In PDE terms the sponge approximates a radiation (open) boundary condition — outgoing energy leaves, incoming energy is zero. Doing this exactly for a multi-frequency wave equation is hard (perfectly-matched layers, PMLs, are the modern best-practice solution). The Rayleigh sponge is the cheap and cheerful approximation that nonetheless gets you 99% of the way there.

What can still go wrong

Even with a staggered grid + sponge + correct CFL, a hyperbolic FD solver has a few characteristic failure modes worth flagging:

  • Numerical dispersion of short-wavelength surges. The 500 m grid resolves features down to maybe 1–2 km; anything sharper gets travel-speed errors. Unit 1’s two-pulse surge is broad enough that this is invisible — a sharp injected impulse would show frequency-dependent travel times.
  • Numerical diffusion from the upwind treatment of any remaining advective terms. Not an issue in Unit 1’s linearised setting (no advection), but the moment we add a real surge current the standard 1st-order upwind would smear it.
  • Reflection from imperfect sponges. The Rayleigh sponge has a small impedance mismatch with the inner domain; ~1% of the incoming wave reflects. Long-time simulations or noise-sensitive inverse problems will see it. PMLs help but cost more.

Why a PINN at all?

Given that the FD solver in Unit 1 works fine for the forward problem, why would we ever reach for a PINN? Three reasons, foreshadowing Units 7 / 9:

  1. Inverse problems. The FD forward solve is the easy part. Inverting backward — given gauge data, recover the source ψ(t) — needs gradients of the forward map with respect to the inputs. PINNs have those by construction (they’re trained by gradient descent through autodiff); the FD solver needs the adjoint-method machinery of Unit 4 §4.2.
  2. Continuous-resolution inference. The FD solution lives on a fixed 500 m grid. A trained PINN can evaluate \eta(x, y, t) at any continuous coordinate — useful for upscaling, sub-grid interpolation, or fitting irregular gauge layouts.
  3. Sparse-data regimes. When the data are sparse enough that the FD inverse problem is severely ill-posed, the PINN’s smooth-function prior can stabilise the reconstruction in a way the FD adjoint cannot.

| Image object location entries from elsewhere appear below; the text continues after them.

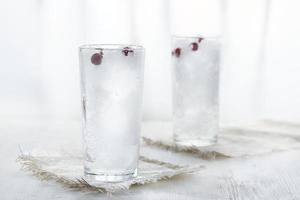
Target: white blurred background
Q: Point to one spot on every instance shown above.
(260, 72)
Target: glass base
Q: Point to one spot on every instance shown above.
(203, 142)
(97, 176)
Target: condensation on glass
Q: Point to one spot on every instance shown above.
(111, 92)
(195, 90)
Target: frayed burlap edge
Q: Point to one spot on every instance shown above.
(31, 164)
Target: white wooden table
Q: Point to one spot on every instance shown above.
(267, 174)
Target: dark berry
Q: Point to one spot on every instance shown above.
(126, 51)
(194, 46)
(176, 52)
(96, 58)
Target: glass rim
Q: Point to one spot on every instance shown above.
(197, 36)
(111, 47)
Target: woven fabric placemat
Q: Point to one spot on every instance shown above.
(67, 170)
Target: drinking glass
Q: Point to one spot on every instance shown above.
(195, 90)
(111, 92)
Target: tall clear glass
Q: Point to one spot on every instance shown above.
(111, 91)
(195, 90)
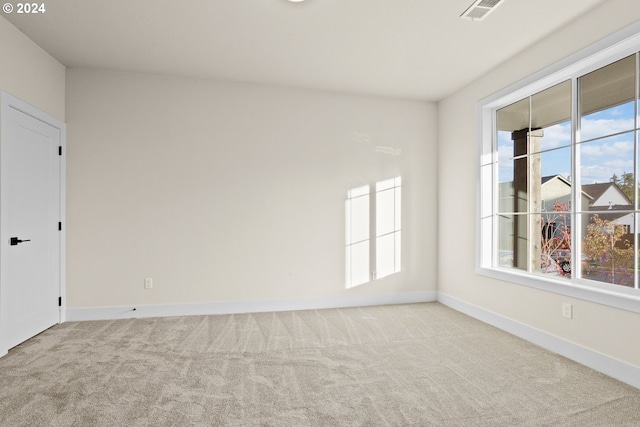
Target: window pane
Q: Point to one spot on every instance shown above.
(512, 118)
(607, 98)
(505, 186)
(513, 241)
(555, 184)
(608, 248)
(604, 160)
(551, 111)
(555, 243)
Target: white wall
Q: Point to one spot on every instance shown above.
(603, 329)
(30, 73)
(229, 192)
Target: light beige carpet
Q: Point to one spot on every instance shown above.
(404, 365)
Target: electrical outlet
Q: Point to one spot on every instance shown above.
(567, 310)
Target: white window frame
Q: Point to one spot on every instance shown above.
(615, 47)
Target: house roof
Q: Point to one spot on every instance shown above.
(598, 189)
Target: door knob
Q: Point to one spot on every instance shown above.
(14, 241)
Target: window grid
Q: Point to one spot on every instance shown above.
(580, 215)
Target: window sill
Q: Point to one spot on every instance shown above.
(604, 294)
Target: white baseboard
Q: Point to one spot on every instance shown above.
(607, 365)
(231, 307)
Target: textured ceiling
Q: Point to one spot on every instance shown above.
(417, 49)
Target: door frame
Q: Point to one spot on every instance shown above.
(8, 101)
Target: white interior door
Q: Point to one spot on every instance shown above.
(30, 222)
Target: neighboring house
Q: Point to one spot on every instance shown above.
(606, 196)
(609, 197)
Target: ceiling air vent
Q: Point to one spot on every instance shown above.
(480, 9)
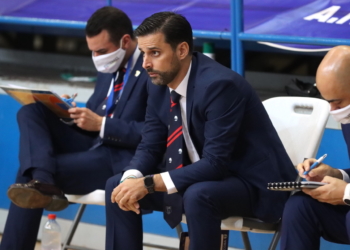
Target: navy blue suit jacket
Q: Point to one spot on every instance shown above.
(346, 134)
(230, 130)
(123, 131)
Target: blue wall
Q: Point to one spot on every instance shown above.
(332, 143)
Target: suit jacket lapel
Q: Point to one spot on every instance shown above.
(190, 91)
(134, 75)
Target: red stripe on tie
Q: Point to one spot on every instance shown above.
(174, 133)
(176, 136)
(179, 166)
(118, 85)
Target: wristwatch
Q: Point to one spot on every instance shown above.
(149, 183)
(346, 197)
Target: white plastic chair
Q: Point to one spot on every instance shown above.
(300, 123)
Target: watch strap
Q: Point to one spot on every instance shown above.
(149, 184)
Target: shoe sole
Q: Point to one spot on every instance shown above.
(28, 198)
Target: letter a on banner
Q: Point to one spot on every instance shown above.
(323, 15)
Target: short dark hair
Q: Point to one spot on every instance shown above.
(175, 28)
(109, 18)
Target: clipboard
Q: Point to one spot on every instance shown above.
(50, 99)
(293, 185)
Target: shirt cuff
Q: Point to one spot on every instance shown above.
(102, 131)
(133, 172)
(347, 193)
(169, 184)
(345, 176)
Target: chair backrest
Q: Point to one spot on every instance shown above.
(300, 123)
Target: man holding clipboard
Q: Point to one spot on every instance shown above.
(324, 211)
(57, 158)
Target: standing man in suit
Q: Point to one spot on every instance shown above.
(58, 158)
(324, 211)
(220, 146)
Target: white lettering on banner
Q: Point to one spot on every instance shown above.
(344, 19)
(326, 14)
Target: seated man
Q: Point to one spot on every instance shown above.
(58, 158)
(324, 211)
(220, 146)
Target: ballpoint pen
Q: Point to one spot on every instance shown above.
(70, 100)
(316, 163)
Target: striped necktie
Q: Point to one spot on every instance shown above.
(174, 160)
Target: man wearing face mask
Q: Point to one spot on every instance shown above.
(324, 211)
(77, 158)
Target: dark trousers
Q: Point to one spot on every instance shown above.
(63, 151)
(305, 220)
(205, 205)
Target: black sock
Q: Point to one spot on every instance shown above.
(42, 175)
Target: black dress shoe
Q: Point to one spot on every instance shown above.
(35, 194)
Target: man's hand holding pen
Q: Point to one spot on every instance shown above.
(331, 193)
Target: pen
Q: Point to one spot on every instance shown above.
(70, 100)
(316, 163)
(73, 97)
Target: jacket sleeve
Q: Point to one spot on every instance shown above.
(223, 109)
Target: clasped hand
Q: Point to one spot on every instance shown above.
(85, 119)
(331, 193)
(128, 193)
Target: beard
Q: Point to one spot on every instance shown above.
(165, 77)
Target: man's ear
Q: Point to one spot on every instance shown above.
(126, 41)
(182, 50)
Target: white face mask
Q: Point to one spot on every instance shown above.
(341, 115)
(109, 63)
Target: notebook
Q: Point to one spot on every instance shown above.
(50, 99)
(293, 185)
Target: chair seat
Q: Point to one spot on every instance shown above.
(96, 197)
(245, 224)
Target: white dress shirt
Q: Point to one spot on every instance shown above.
(192, 152)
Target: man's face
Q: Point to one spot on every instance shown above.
(159, 59)
(101, 44)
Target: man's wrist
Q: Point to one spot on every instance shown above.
(128, 177)
(346, 197)
(149, 183)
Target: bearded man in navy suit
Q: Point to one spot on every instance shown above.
(228, 147)
(77, 158)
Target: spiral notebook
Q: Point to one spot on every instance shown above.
(293, 185)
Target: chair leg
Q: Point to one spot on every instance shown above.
(74, 226)
(276, 238)
(246, 241)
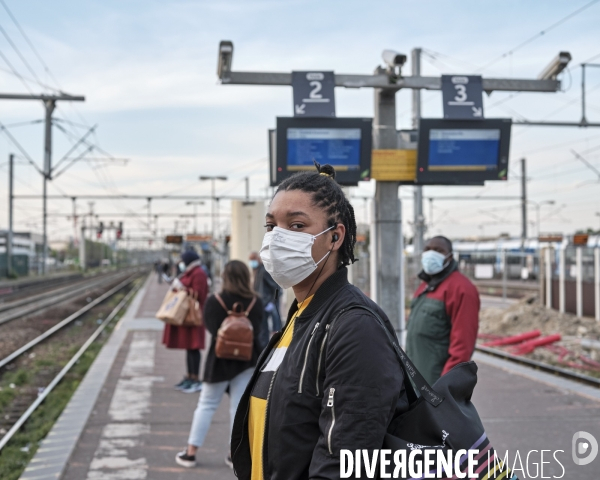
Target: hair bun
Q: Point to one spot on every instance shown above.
(326, 169)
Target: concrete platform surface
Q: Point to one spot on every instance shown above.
(137, 422)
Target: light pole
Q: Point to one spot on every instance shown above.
(195, 204)
(212, 179)
(538, 206)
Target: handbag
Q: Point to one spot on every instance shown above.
(174, 308)
(441, 417)
(194, 315)
(235, 337)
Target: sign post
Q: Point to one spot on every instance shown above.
(314, 94)
(463, 97)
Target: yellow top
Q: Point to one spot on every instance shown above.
(260, 392)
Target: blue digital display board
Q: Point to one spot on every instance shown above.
(463, 149)
(462, 152)
(339, 147)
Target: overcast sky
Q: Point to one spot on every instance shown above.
(148, 72)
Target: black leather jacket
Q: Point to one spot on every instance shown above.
(338, 387)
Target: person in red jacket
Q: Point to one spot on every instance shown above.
(444, 317)
(191, 339)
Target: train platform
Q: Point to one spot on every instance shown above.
(127, 422)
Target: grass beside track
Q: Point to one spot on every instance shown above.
(16, 455)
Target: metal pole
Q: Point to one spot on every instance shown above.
(75, 232)
(402, 286)
(212, 206)
(386, 246)
(548, 262)
(504, 274)
(82, 249)
(149, 215)
(9, 237)
(523, 209)
(583, 119)
(195, 218)
(561, 279)
(419, 219)
(578, 280)
(49, 105)
(597, 282)
(217, 216)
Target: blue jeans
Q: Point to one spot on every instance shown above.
(210, 398)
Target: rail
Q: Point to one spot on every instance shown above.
(38, 401)
(561, 372)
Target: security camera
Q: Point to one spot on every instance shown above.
(225, 59)
(393, 59)
(556, 66)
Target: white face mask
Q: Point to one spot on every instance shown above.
(434, 262)
(287, 255)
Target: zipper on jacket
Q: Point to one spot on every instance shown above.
(306, 357)
(265, 437)
(321, 355)
(330, 405)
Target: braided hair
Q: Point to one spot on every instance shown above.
(327, 194)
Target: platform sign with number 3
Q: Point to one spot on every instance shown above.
(314, 94)
(463, 97)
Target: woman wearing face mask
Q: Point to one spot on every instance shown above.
(194, 280)
(330, 380)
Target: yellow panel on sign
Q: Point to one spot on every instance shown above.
(394, 165)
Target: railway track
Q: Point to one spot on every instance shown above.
(41, 396)
(18, 308)
(559, 371)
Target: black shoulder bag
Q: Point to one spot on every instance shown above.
(441, 418)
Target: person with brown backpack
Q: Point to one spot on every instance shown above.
(233, 317)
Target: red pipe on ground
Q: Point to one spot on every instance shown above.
(531, 345)
(514, 339)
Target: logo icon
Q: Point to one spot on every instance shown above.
(585, 448)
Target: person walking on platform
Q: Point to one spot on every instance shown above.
(269, 293)
(220, 374)
(331, 380)
(444, 317)
(193, 279)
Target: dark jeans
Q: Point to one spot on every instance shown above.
(193, 362)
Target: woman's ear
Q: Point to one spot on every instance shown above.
(337, 237)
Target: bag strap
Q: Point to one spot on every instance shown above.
(247, 312)
(220, 300)
(428, 393)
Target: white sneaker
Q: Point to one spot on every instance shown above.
(193, 387)
(185, 460)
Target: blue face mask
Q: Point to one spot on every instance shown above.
(433, 262)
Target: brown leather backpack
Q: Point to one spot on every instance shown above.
(235, 337)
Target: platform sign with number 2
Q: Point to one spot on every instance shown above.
(314, 94)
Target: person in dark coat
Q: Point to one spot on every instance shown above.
(193, 279)
(331, 380)
(269, 291)
(220, 374)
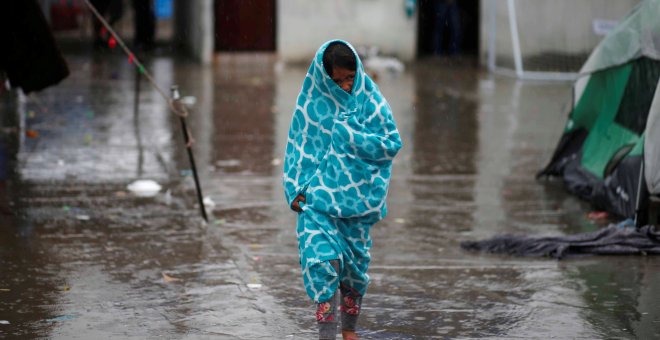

The three reasons above are not “PINNs are faster” or “PINNs are more accurate” — for the Unit 1 forward problem they’re neither. They’re: PINNs offer a different kind of access to the solution. Unit 7 makes that access actually work in practice.

Note✏️ Section exercise — audit the Unit 1 solver

Three quantitative checks on the claims of this section, using only numbers already given in Unit 1 and here:

  1. CFL margin. With \Delta x = 500 m and maximum depth 50 m, verify the \Delta t \lesssim 22.7 s bound, and compute the actual Courant number of the production run (\Delta t = 12 s). How much slack is there?
  2. Resolution. The deep-channel wave speed is ~15 m/s and the surge pulse width is ~0.55 h. How many grid cells span one pulse width in the channel — and does that support the claim that numerical dispersion is “invisible” for this surge?
  3. What if the bay were deeper? Suppose the eastern shelf were 200 m deep instead of 50 m. Recompute the CFL bound. Would the production \Delta t = 12 s still be stable, and what would you change?

💡 Hint

All three parts are arithmetic on \Delta t \le \Delta x / \sqrt{gH} — no simulation. For part 2, convert the pulse to metres (duration × wave speed) and divide by \Delta x. Part 3: recompute the bound with H = 200 m and compare to the production 12 s.